Tutorial Time: 20 Minutes
K Means Clustering is a way of finding K groups in your data. This tutorial will walk you a simple example of clustering by hand / in excel (to make the calculations a little bit faster).
Customer Segmentation K Means Example
A very common task is to segment your customer set in to distinct groups. You’re hoping that you find a set of customers that behave similarly and thus can be given tailored marketing pieces. Using K Means, we can do just that.
Download Data: CSV | Excel with Possible Solution
Data Exploration: 20 customers. 4 products + customer ID. Binary where 1 = purchased. 0 = no purchase.
- 9 / 20 (45%) have purchased product A
- 9 / 20 (45%) purchased product B
- 8 / 20 (40%) purchased product C
- 11/ 20 (55%) purchased product D
We could also calculate the probability of each product being bought with another given product (e.g. 44% of the time a customer will by both Product A and B). While a good step to understanding your data, as a toy example it’s not necessary for this analysis. Since the data is binary, K Means will do something like this for us.

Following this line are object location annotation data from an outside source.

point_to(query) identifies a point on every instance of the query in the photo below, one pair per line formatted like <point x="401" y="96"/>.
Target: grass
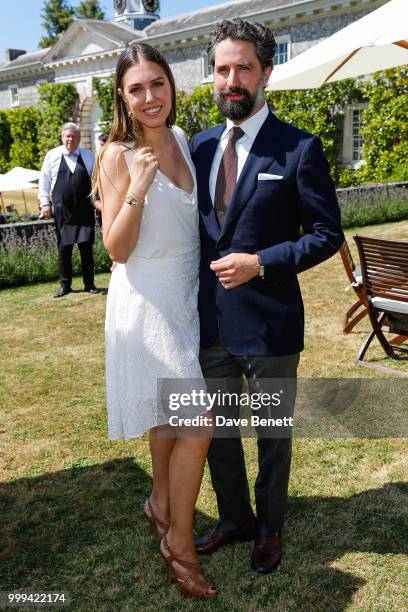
<point x="71" y="500"/>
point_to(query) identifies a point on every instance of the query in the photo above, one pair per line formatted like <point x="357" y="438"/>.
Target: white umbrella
<point x="375" y="42"/>
<point x="24" y="175"/>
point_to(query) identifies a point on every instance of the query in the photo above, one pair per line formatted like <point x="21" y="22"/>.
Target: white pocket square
<point x="264" y="176"/>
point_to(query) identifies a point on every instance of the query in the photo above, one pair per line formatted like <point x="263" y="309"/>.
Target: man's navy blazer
<point x="293" y="224"/>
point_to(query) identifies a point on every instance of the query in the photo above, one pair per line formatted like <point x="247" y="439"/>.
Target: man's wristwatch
<point x="261" y="271"/>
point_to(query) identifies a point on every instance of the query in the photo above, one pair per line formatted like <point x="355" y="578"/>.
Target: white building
<point x="90" y="48"/>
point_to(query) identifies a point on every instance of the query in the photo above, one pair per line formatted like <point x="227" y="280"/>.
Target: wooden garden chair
<point x="384" y="268"/>
<point x="359" y="309"/>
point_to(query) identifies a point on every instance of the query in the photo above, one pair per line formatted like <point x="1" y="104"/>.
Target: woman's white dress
<point x="152" y="327"/>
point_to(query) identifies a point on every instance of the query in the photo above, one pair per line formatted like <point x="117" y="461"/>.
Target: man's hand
<point x="235" y="269"/>
<point x="46" y="212"/>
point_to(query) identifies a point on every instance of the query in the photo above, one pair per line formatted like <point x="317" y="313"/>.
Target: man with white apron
<point x="65" y="174"/>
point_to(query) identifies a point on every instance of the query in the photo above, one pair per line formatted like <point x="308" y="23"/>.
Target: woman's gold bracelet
<point x="134" y="202"/>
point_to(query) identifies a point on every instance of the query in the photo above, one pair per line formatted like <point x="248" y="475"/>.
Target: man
<point x="65" y="174"/>
<point x="259" y="181"/>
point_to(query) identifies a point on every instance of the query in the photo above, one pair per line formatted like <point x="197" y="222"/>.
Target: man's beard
<point x="237" y="109"/>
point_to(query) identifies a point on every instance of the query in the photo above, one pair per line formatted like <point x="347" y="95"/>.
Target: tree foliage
<point x="24" y="134"/>
<point x="57" y="105"/>
<point x="89" y="9"/>
<point x="5" y="141"/>
<point x="57" y="16"/>
<point x="197" y="111"/>
<point x="319" y="111"/>
<point x="385" y="127"/>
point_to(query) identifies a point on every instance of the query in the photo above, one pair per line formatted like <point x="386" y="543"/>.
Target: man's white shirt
<point x="251" y="128"/>
<point x="51" y="164"/>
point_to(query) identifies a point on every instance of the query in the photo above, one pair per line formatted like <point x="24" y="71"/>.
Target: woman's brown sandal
<point x="157" y="527"/>
<point x="190" y="579"/>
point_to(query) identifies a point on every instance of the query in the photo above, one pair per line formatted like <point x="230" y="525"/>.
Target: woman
<point x="150" y="228"/>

Applying K Means: Based on the definition of K Means, we’re going to pick a random K points and then iteratively assign all other points to one of the K clusters by looking for the smallest distance. Based on advice from Andrew Ng’s Machine Learning course (Coursera), I like to use K actual data points to make sure you don’t end up in some empty space in your data.
In this case, let’s use K = 3 and see if we can find three interesting clusters. The Excel file linked above has a walkthrough
I chose customer number 4, 19, and 20 randomly. To start off we’ll calculate the distance of each customer from these three starting centroids.
We’ll use Euclidean Distance to measure how far apart these customers are from the centroids.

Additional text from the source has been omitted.